Adenoviral genes |
Function |
Early genes: E1A, E1B, E2, E3, E4 |
Transcription, replication, host immune suppression, inhibition of host cell apoptosis. |
Delayed early genes: pIX, IVa2 |
Packaging |
Major late gene (L) |
Assembly |
Table 5-1.4.1: Different types of adenoviral genes and their function.
Construction of Adenoviral vectors
First generation adenoviral vectors were replication deficient , lacking the essential E1A and E1B genes and often the non-essential gene E3 and were called ‘E1 replacement vectors'. They had a maximum capacity of about 7 kb and were propagated in the cell lines transfected with DNA containing E1 genes e.g. human embryonic kidney line 293 (HEK 293).
Drawback
- These vectors caused cytotoxic effect due to low-level expression of the viral gene products, and chances of recombination between the vector and the integrated portion of the genome, resulting in the recovery of replication-competent viruses.

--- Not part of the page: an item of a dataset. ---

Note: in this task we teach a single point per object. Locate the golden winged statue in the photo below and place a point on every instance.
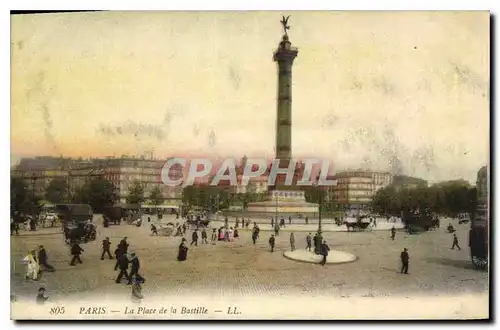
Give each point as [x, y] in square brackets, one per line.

Higher-capacity vectors lacking the E2 or E4 regions in addition to E1 and E3 provide a maximum cloning capacity of about 10 kb but still allow low level of transgene expression. These must be propagated on complementary cell lines providing multiple functions. The use of E1/E4 deletions is a sound strategy as the E4 gene is responsible for many of the immunological effects of the virus.
To overcome the above limitations, an alternative strategy employs insertion of ‘stuffer DNA' into the nonessential E3 gene as part of the vector backbone so to maintain optimum vector size. Helper dependent adenoviral vectors (HDAd) are favoured for in vivo gene transfer due to deletion of all viral coding sequences.
Advantages of HDAd
- Large cloning capacity (up to 37 kb)
- High transduction efficiency
- Long term transgene expression
- Lack of immune response and cytotoxicity.